A Few Things You May Not Know

At New Generations, one of our most successful programs is our Gary’s Gang special needs program. Here, we offer a fun, loving environment for individuals with a variety of conditions, including cerebral palsy. As a special needs care company, we receive many questions regarding cerebral palsy, so we’ve collected 10 of the most frequently asked:

How do people get cerebral palsy?

Doctors aren’t 100% sure how people develop cerebral palsy, but most of them (around 90%) are born with the condition. This can be a result of developmental issues or damage that occurs in the womb. The other 10% is usually due to oxygen deprivation during birth as a result of medical malpractice (otherwise known as preventable cerebral palsy).

Is there just one type of cerebral palsy?

No. In general, there are three different types of cerebral palsy, and they can be mixed:

  • Spastic cerebral palsy (the most common type, affecting around 78% of those with the condition)
  • Dyskinetic cerebral palsy (the second most common type, affecting around 3% of those with the condition
  • Ataxic cerebral palsy (the least common type)

Is cerebral palsy genetic?

No, cerebral palsy cannot be passed to a child through DNA.

Is cerebral palsy a muscular disorder?

Because many of people affected by cerebral palsy have a hard time with balance and movement, it’s assumed that the condition is a muscular disorder. However, it’s actually a brain injury that affects the cerebellum (the part of the brain that controls motor function). When the cerebellum is dormant, it has no way of communicating normal movements to the rest of the body.

How long until you know if a child has cerebral palsy?

Because cerebral palsy affects movement, it can be hard to diagnose in infants. In most cases, a diagnosis can be made by the age of two. For those with milder cases, a diagnosis may not occur until their brain is fully developed around ages three to five.

What types of treatments are available for cerebral palsy?

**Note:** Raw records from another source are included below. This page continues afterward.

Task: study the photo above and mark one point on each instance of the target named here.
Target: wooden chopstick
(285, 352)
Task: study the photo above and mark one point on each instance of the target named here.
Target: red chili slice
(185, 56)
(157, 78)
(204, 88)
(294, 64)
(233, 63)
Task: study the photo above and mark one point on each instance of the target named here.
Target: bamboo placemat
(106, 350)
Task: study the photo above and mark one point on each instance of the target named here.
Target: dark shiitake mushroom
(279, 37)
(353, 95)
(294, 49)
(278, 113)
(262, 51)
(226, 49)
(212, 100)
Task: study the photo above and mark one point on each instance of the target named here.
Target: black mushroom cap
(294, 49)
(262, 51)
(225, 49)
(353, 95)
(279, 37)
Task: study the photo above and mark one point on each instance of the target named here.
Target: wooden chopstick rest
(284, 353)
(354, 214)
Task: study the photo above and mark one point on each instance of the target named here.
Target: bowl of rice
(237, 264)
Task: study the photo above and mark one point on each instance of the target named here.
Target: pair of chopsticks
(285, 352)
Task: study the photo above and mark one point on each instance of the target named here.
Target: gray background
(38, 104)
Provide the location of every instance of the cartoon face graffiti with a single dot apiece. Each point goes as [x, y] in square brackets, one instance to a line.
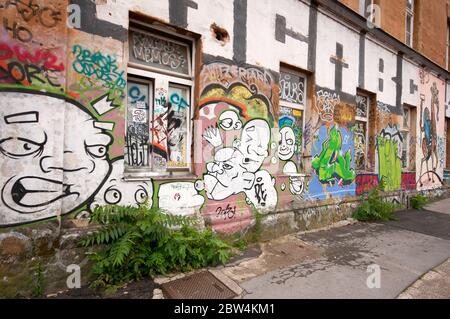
[227, 175]
[254, 144]
[117, 192]
[229, 120]
[287, 147]
[180, 198]
[52, 155]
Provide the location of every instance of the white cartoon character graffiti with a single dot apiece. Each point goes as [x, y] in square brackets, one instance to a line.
[227, 175]
[287, 146]
[237, 169]
[286, 149]
[254, 144]
[229, 120]
[53, 156]
[180, 198]
[296, 180]
[263, 194]
[116, 191]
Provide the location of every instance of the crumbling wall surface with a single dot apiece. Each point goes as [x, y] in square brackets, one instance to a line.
[263, 138]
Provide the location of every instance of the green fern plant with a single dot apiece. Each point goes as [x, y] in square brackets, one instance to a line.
[137, 242]
[419, 201]
[373, 208]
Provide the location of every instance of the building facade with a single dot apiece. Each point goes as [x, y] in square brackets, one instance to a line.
[219, 108]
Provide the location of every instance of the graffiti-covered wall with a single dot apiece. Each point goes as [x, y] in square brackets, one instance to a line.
[280, 106]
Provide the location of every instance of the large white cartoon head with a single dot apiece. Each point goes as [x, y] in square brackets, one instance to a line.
[116, 191]
[287, 146]
[52, 156]
[229, 120]
[227, 175]
[254, 144]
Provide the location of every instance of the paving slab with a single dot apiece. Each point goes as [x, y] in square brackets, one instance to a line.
[341, 271]
[433, 285]
[425, 222]
[442, 206]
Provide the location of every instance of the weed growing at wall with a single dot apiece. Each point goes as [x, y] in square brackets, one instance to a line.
[141, 242]
[418, 201]
[38, 281]
[374, 208]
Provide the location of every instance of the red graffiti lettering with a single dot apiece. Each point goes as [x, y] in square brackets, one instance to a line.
[40, 57]
[408, 181]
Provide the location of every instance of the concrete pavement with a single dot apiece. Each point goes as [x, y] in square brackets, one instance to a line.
[334, 263]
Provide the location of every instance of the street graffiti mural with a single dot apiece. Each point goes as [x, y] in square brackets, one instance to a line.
[431, 126]
[326, 103]
[408, 181]
[115, 191]
[48, 171]
[32, 16]
[389, 142]
[180, 198]
[290, 147]
[359, 132]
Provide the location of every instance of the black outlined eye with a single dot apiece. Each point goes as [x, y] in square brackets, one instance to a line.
[227, 167]
[226, 123]
[97, 151]
[141, 196]
[112, 196]
[21, 147]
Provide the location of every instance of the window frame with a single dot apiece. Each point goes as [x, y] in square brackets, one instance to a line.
[447, 57]
[163, 78]
[407, 131]
[363, 7]
[409, 13]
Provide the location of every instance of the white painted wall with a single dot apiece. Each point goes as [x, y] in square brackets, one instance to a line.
[328, 33]
[262, 48]
[410, 73]
[374, 53]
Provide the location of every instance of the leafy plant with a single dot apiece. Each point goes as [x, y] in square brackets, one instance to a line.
[374, 208]
[419, 201]
[139, 242]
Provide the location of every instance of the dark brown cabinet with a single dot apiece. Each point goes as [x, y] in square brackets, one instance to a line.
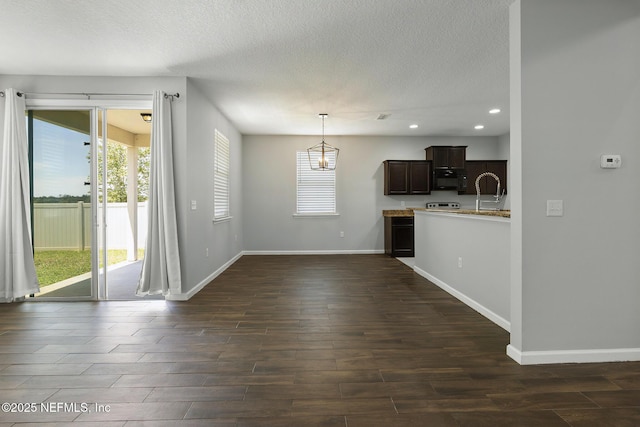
[447, 156]
[488, 185]
[407, 177]
[398, 236]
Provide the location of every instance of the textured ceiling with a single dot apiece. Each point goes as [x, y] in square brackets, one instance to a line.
[272, 66]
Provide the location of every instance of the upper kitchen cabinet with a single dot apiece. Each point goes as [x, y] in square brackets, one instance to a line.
[447, 156]
[407, 177]
[488, 185]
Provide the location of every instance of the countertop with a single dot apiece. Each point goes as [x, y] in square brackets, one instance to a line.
[409, 212]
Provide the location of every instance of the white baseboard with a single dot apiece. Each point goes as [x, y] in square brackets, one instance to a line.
[325, 252]
[205, 282]
[495, 318]
[574, 356]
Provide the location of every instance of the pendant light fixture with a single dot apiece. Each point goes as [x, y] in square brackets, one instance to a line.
[323, 156]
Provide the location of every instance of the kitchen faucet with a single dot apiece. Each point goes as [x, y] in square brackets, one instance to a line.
[498, 195]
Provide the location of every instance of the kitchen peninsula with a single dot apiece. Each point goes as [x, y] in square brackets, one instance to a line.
[467, 253]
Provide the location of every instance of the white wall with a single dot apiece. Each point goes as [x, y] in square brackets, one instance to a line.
[269, 190]
[194, 121]
[474, 266]
[577, 296]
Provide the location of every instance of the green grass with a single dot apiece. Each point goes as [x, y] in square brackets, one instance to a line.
[55, 266]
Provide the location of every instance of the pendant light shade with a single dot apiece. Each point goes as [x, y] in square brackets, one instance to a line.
[323, 156]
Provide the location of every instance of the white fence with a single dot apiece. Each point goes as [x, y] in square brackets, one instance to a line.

Cerebral palsy affects each individual differently and there are a variety of severity levels to the condition. This means the type of treatment and how much they receive can vary from person to person. Some of the most common treatments include:

  • Physical therapy
  • Occupational therapy
  • Braces, splints, or specialized equipment to help with movement
  • Medicinal-related surgery
  • Antispasmodic medication
  • Orthopedic surgery

Are those diagnosed with cerebral palsy intellectually impaired?

Although some individuals with cerebral palsy suffer from learning, speech, or hearing/vision disorders, it doesn’t necessarily mean this will happen to everyone. Many individuals with cerebral palsy are well-equipped to receive and comprehend a normal education.

Is cerebral palsy degenerative?

No. While some conditions get worse over time, the actual brain injury involved in cerebral palsy does not. Instead, the condition can be improved through consistent exercise, therapy sessions, and in some cases, surgery.

Is there a cure for cerebral palsy?

Unfortunately as of right now, there is no cure for cerebral palsy. However, because the condition isn’t degenerative, individuals with cerebral palsy can improve their quality of life through regular exercise, therapy, and more.

Is cerebral palsy fatal?

The condition of cerebral palsy itself isn’t fatal. There are times that the condition causes complications that lead to fatalities, but overall, with early intervention and good care, the odds of reaching adulthood are very favorable.